Fear of the Unknown. Surgery can be a trying time in ones’ life. People delay the inevitable because of the lack of time, money, or support. While others are thrusted into surgery with unplanned injuries. Regardless of what scenario, knowledge is power, information alleviates apprehension. This guide is a compilation of real time patient experiences that may not be addressed by your physician, surgeon, nurse, or physiotherapist.
- First floor care – Eliminate potential for injury or fall by avoiding stairs and making the first floor your temporary space.Thiskeepsbathrooms close, ability to answer the door, and proximity to the kitchen.
- Arm’s length Rule – Keep the essentials close by, medications, water, phone, remote. Less unnecessary travel, less risk for injury.Especially true for crutches, walkers, scooters, and commodes. You shouldn’t need to crawl to get to your walker to walk.
- Pain Meds – Fill the prescriptions, have them available in times of need, not when it’s too late.

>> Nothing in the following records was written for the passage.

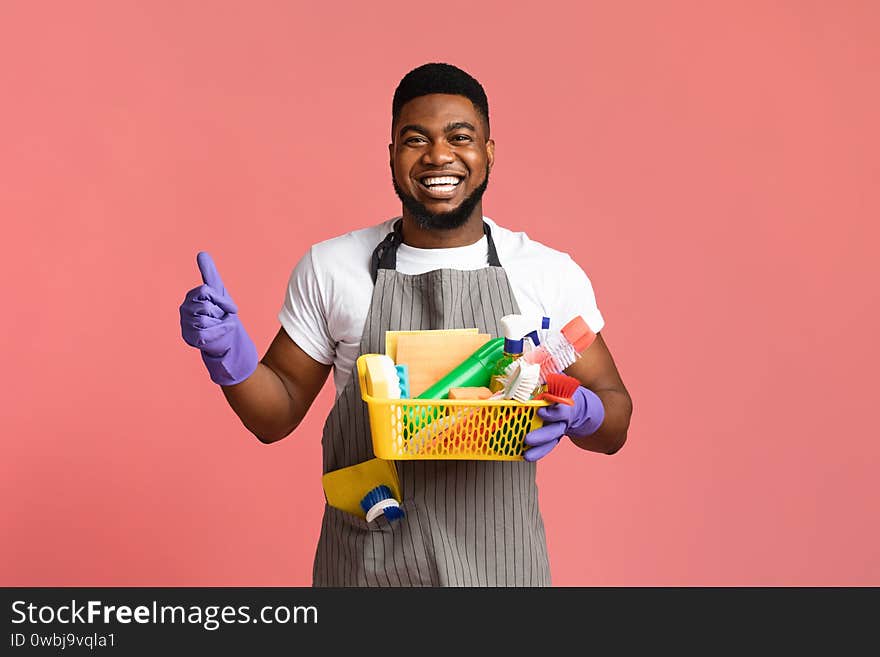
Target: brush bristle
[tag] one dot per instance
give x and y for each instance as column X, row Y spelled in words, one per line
column 393, row 513
column 561, row 386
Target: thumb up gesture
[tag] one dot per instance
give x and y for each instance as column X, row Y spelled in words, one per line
column 209, row 322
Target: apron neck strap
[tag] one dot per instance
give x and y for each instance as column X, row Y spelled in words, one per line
column 385, row 254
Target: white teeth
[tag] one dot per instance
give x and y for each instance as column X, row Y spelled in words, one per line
column 440, row 180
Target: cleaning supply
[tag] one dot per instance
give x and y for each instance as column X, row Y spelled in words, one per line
column 514, row 328
column 560, row 388
column 560, row 350
column 470, row 393
column 473, row 371
column 432, row 353
column 582, row 418
column 519, row 381
column 384, row 379
column 381, row 501
column 347, row 488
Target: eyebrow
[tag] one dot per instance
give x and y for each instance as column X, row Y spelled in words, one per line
column 454, row 125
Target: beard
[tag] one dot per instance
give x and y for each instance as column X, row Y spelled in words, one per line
column 441, row 220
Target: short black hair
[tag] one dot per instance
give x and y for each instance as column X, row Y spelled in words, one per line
column 438, row 78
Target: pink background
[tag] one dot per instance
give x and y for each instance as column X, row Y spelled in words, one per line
column 712, row 166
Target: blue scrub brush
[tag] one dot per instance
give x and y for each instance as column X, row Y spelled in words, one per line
column 380, row 500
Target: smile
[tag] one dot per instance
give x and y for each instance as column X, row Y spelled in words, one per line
column 440, row 186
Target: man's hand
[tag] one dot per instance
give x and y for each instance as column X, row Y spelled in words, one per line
column 580, row 419
column 209, row 321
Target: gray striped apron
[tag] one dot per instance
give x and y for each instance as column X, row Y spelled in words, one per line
column 467, row 523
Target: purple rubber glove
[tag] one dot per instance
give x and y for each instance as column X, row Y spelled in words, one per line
column 560, row 420
column 209, row 321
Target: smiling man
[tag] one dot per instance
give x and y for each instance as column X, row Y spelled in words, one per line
column 442, row 264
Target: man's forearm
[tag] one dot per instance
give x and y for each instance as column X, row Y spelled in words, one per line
column 263, row 404
column 611, row 434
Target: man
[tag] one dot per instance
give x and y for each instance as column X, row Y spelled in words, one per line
column 441, row 265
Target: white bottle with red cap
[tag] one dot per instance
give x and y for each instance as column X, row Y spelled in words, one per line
column 561, row 349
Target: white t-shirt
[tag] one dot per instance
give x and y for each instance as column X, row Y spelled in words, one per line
column 329, row 291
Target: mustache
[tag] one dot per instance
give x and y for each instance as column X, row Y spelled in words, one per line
column 441, row 220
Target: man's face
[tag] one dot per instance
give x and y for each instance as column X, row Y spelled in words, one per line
column 440, row 159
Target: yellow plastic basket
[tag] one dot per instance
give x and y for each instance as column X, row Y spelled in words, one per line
column 405, row 429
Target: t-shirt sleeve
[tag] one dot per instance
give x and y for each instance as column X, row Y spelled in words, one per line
column 577, row 297
column 303, row 314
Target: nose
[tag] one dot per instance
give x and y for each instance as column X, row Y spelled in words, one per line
column 438, row 153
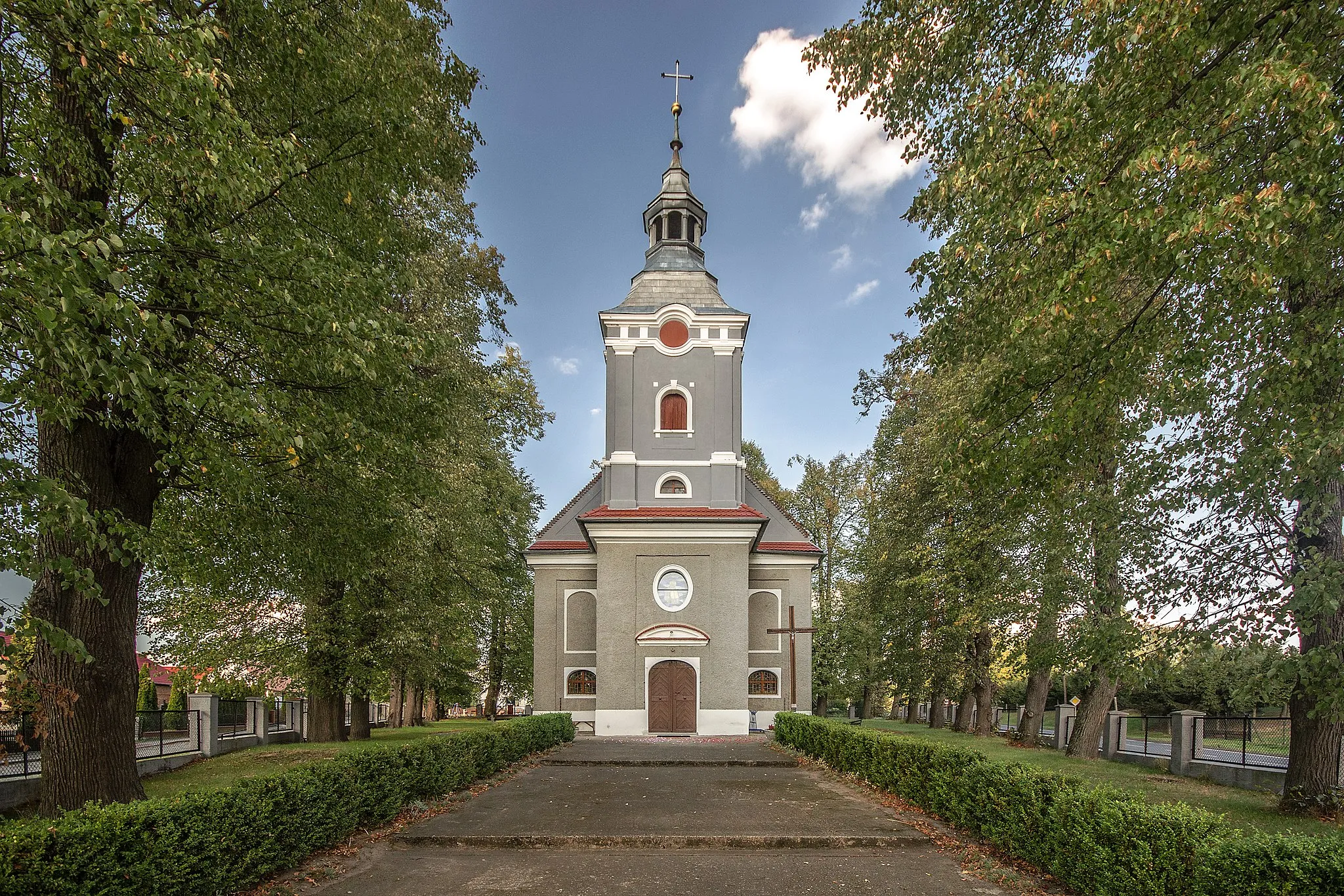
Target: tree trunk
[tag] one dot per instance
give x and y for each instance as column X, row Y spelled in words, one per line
column 1313, row 752
column 965, row 706
column 359, row 725
column 394, row 701
column 415, row 707
column 326, row 662
column 89, row 747
column 1041, row 660
column 1093, row 706
column 100, row 458
column 1108, row 603
column 937, row 710
column 326, row 718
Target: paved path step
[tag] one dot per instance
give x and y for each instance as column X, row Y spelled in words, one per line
column 664, row 842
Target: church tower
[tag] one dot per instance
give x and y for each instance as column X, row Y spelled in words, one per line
column 658, row 584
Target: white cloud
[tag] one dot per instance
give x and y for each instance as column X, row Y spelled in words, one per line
column 812, row 218
column 860, row 291
column 789, row 105
column 842, row 258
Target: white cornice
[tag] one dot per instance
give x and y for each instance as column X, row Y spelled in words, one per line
column 646, row 531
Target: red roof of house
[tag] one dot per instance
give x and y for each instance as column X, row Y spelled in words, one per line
column 158, row 674
column 741, row 512
column 559, row 546
column 788, row 547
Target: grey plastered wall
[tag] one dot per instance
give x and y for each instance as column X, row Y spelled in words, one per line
column 795, row 586
column 718, row 607
column 549, row 657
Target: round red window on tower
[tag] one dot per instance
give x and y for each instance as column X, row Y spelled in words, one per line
column 674, row 333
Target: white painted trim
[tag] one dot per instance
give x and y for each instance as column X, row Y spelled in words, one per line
column 778, row 617
column 613, row 723
column 565, row 684
column 691, row 661
column 722, row 722
column 565, row 606
column 668, row 531
column 658, row 410
column 686, row 481
column 805, row 561
column 778, row 683
column 576, row 561
column 690, row 586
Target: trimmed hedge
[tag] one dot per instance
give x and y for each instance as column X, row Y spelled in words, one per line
column 229, row 840
column 1096, row 840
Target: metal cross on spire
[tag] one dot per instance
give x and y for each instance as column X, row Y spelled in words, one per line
column 677, row 110
column 677, row 87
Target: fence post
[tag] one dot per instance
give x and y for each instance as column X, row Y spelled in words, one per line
column 1063, row 712
column 207, row 706
column 257, row 710
column 1183, row 741
column 1113, row 737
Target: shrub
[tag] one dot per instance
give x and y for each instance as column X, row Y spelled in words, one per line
column 228, row 840
column 1096, row 840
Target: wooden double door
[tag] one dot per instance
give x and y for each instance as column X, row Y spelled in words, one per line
column 673, row 697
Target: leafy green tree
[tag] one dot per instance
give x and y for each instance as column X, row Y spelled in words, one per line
column 1150, row 187
column 202, row 210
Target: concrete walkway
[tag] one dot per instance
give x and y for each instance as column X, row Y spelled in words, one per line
column 681, row 817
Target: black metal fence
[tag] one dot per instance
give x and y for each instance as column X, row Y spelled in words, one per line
column 159, row 733
column 1144, row 735
column 167, row 733
column 1242, row 741
column 22, row 747
column 236, row 719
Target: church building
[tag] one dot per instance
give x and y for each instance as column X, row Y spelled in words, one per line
column 659, row 582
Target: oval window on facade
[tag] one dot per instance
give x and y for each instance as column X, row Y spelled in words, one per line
column 673, row 589
column 674, row 333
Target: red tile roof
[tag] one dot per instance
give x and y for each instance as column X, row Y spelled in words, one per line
column 573, row 501
column 741, row 512
column 559, row 546
column 788, row 547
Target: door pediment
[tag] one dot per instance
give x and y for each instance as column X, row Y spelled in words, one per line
column 673, row 634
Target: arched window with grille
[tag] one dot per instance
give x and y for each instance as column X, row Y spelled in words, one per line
column 581, row 683
column 673, row 485
column 673, row 411
column 763, row 683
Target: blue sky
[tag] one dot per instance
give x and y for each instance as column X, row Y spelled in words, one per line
column 804, row 205
column 805, row 230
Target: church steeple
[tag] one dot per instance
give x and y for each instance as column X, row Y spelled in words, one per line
column 675, row 220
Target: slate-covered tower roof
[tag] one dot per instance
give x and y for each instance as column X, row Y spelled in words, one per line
column 674, row 394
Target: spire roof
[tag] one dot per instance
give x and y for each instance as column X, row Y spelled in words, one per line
column 674, row 264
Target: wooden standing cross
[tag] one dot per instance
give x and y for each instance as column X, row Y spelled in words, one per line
column 793, row 657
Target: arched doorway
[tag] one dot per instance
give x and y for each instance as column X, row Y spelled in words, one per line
column 673, row 697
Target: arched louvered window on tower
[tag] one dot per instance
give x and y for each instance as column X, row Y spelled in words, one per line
column 673, row 411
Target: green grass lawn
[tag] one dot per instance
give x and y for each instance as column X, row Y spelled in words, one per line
column 220, row 771
column 1248, row 809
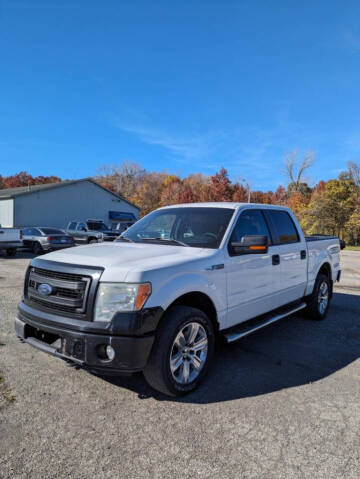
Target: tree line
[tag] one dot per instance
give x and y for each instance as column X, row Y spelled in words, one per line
column 329, row 207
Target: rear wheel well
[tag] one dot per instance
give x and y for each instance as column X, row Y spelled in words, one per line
column 326, row 270
column 200, row 301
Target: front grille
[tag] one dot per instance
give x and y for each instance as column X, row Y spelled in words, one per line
column 57, row 274
column 67, row 292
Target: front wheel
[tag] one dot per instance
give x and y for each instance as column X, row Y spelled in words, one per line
column 319, row 301
column 182, row 351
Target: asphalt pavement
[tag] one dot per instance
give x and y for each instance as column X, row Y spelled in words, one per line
column 282, row 403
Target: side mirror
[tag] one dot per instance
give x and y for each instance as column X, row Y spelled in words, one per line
column 251, row 244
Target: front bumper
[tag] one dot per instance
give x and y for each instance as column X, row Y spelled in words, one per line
column 56, row 246
column 83, row 347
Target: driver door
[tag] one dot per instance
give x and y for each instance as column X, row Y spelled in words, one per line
column 253, row 281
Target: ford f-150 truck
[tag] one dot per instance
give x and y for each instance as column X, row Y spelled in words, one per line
column 157, row 298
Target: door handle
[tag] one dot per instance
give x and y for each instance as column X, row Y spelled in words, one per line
column 275, row 259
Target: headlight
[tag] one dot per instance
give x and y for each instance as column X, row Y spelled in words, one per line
column 116, row 297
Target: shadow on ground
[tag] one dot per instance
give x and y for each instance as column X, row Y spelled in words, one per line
column 290, row 353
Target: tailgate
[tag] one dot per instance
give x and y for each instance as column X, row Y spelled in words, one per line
column 8, row 235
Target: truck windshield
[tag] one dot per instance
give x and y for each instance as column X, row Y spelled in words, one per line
column 199, row 227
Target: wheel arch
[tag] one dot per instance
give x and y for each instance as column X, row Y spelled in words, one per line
column 199, row 300
column 325, row 269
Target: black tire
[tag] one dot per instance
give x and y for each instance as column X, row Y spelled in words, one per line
column 314, row 309
column 157, row 372
column 37, row 248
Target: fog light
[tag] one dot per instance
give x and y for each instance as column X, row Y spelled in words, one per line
column 110, row 352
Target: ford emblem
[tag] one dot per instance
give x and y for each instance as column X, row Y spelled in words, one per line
column 44, row 289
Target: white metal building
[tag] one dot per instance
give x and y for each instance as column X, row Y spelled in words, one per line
column 57, row 204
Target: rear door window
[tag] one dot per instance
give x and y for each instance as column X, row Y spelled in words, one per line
column 250, row 222
column 284, row 226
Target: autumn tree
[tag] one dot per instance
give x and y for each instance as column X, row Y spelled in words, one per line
column 220, row 188
column 279, row 197
column 295, row 171
column 329, row 211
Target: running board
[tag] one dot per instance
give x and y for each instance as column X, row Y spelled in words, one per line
column 253, row 325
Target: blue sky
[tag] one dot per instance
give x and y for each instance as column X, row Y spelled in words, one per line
column 185, row 86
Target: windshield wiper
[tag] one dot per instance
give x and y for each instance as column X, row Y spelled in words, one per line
column 169, row 240
column 122, row 238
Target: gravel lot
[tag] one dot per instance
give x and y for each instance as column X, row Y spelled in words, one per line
column 283, row 403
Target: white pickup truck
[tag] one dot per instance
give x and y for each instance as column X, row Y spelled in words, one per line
column 10, row 240
column 157, row 299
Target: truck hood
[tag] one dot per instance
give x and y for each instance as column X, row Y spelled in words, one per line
column 119, row 259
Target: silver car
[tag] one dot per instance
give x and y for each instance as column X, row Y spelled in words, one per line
column 40, row 240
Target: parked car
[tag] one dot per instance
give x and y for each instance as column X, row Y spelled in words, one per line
column 43, row 239
column 10, row 240
column 99, row 225
column 121, row 227
column 157, row 303
column 92, row 231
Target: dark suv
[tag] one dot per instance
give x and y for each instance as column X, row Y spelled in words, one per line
column 92, row 231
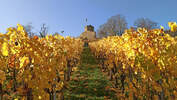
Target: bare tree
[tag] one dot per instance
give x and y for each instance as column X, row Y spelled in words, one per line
column 28, row 28
column 145, row 23
column 43, row 31
column 114, row 26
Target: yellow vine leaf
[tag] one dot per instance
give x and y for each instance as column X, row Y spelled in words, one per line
column 5, row 51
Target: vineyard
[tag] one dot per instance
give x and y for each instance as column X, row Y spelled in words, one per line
column 139, row 65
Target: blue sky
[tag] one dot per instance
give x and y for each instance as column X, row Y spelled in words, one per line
column 70, row 15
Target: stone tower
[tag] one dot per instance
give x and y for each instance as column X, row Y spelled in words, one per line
column 89, row 33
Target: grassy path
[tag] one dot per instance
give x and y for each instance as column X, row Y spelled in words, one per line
column 88, row 82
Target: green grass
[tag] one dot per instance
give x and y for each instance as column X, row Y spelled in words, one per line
column 88, row 82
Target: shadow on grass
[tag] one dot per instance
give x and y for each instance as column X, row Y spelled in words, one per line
column 88, row 82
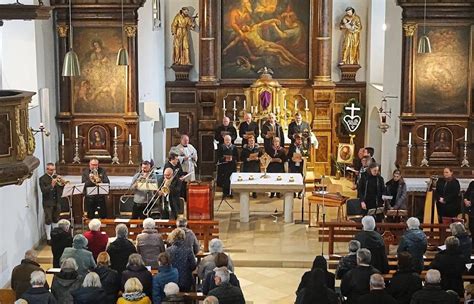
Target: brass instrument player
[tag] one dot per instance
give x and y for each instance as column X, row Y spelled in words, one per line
column 141, row 197
column 51, row 186
column 91, row 177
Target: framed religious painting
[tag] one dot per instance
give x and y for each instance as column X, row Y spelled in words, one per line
column 101, row 88
column 265, row 33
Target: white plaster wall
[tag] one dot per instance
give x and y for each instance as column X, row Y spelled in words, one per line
column 362, row 9
column 171, row 8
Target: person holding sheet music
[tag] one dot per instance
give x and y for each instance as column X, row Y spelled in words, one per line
column 370, row 189
column 142, row 197
column 227, row 156
column 51, row 190
column 91, row 177
column 295, row 157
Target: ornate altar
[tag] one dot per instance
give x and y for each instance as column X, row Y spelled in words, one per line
column 98, row 109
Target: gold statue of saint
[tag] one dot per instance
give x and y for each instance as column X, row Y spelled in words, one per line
column 351, row 26
column 182, row 24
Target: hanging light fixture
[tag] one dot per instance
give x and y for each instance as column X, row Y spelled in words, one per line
column 71, row 61
column 122, row 56
column 424, row 44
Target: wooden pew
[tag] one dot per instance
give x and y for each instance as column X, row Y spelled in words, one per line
column 204, row 230
column 345, row 231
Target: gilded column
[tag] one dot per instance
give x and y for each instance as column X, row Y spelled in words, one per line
column 208, row 41
column 408, row 69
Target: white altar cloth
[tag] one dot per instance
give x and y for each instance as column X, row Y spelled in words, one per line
column 240, row 182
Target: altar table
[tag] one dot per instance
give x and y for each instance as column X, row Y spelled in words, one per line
column 241, row 183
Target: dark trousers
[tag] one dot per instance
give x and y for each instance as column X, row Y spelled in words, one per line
column 96, row 203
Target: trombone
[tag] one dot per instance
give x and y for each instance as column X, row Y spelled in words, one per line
column 164, row 189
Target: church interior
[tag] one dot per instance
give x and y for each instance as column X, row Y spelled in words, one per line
column 246, row 151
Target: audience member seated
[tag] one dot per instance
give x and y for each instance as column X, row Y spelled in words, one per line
column 432, row 293
column 80, row 254
column 465, row 241
column 405, row 281
column 21, row 274
column 414, row 242
column 166, row 274
column 318, row 263
column 91, row 291
column 109, row 278
column 190, row 238
column 61, row 238
column 222, row 260
column 97, row 240
column 133, row 293
column 182, row 258
column 225, row 292
column 316, row 290
column 66, row 281
column 150, row 243
column 451, row 265
column 136, row 269
column 377, row 293
column 355, row 283
column 348, row 262
column 373, row 241
column 208, row 264
column 38, row 293
column 120, row 249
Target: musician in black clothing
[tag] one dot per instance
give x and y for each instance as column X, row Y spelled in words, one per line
column 250, row 157
column 247, row 128
column 278, row 155
column 370, row 189
column 225, row 129
column 91, row 177
column 270, row 129
column 227, row 156
column 446, row 195
column 295, row 157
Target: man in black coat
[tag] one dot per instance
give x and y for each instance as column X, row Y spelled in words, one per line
column 51, row 192
column 91, row 177
column 355, row 283
column 247, row 128
column 225, row 129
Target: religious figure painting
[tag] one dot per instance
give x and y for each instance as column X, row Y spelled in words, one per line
column 101, row 88
column 265, row 33
column 442, row 77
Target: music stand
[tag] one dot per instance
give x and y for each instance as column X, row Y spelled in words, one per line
column 69, row 191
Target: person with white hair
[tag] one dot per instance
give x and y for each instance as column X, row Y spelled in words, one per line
column 372, row 240
column 83, row 257
column 377, row 293
column 150, row 243
column 91, row 291
column 208, row 263
column 96, row 240
column 38, row 293
column 355, row 283
column 120, row 249
column 61, row 238
column 432, row 293
column 451, row 265
column 21, row 274
column 349, row 261
column 66, row 281
column 190, row 238
column 225, row 292
column 415, row 242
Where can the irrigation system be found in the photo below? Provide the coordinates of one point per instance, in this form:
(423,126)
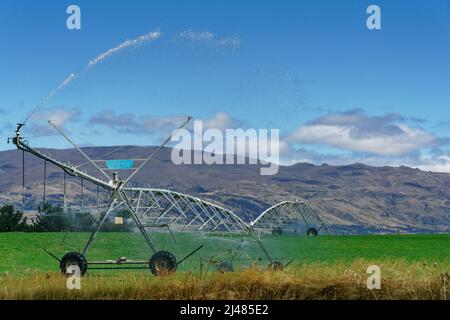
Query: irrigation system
(162,208)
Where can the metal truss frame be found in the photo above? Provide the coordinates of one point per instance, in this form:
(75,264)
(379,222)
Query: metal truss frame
(290,216)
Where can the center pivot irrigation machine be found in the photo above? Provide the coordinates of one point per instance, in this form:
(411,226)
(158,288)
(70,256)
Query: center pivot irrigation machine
(161,208)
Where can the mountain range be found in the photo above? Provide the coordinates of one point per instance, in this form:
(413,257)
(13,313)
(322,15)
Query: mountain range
(353,198)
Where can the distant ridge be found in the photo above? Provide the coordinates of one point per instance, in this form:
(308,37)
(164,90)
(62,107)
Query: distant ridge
(354,198)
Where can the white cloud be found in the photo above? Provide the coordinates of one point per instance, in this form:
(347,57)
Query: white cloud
(356,132)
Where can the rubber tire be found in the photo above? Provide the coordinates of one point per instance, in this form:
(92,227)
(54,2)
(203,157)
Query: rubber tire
(162,263)
(73,258)
(225,266)
(276,266)
(277,232)
(312,232)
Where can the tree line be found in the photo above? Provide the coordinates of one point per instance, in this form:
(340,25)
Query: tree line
(53,218)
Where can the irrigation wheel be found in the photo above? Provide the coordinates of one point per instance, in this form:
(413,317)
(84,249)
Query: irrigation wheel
(162,263)
(276,266)
(312,232)
(225,266)
(73,258)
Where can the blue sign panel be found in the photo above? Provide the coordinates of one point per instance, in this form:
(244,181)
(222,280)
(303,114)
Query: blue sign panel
(119,164)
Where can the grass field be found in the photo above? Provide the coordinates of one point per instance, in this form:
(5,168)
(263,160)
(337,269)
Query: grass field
(325,267)
(22,252)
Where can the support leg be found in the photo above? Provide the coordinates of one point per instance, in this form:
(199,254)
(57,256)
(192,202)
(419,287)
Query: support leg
(110,207)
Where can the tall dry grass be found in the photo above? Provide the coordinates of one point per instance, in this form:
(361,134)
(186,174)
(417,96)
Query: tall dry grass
(400,280)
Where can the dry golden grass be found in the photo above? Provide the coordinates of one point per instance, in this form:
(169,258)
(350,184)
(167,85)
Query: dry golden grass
(400,280)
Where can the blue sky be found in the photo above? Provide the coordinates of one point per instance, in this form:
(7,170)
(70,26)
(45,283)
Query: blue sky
(338,92)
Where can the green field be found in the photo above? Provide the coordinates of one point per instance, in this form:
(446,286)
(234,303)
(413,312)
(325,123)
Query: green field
(22,252)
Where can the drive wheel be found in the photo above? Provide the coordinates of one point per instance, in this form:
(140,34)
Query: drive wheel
(162,263)
(276,266)
(73,258)
(225,266)
(312,232)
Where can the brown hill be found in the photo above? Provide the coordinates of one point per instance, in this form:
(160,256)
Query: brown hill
(354,198)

- Check-In– Have a daily check-in with a family member, colleague, or friend. Knowing when things are going bad, will allow the help to plan their schedule ahead too.
- Help numbers – Keep them handy, specially to Physician, Surgeon, Physiotherapist, and transportation services.
- Know your Social Worker/Discharge planner – Educate yourself on your community personal service worker, discharge planners, and CCAC services. They can arrange wound care, meals, and help with house hold chores.
- Meals – pre-plan your meals, have them setup, less work the better, you need nourishment as your body goes through the process of healing.
- Physiotherapy – Stick to the plan, both overachieving and underachieving can result in further dysfunction.
- Don’t miss appointments – pre-plan, arrange disability vehicles, cabs for special needs, be aware of disability ramps, disability elevators, and give yourself extra time.
- Pre-Op conversation – Discuss with the Surgeon the norms of your post-operative course, surprises are scary, the more prepared you are, the less anxiety you will encounter.
- Hygiene – Bathing is necessary for personal hygiene as well as mood! We take for granted this simple task until function is lost. Have in place bath chairs, support handles, lifts, Cast covers, etc. Place objects like soap, scrubs, shampoos and lotions at usable heights. Stay low, go slow!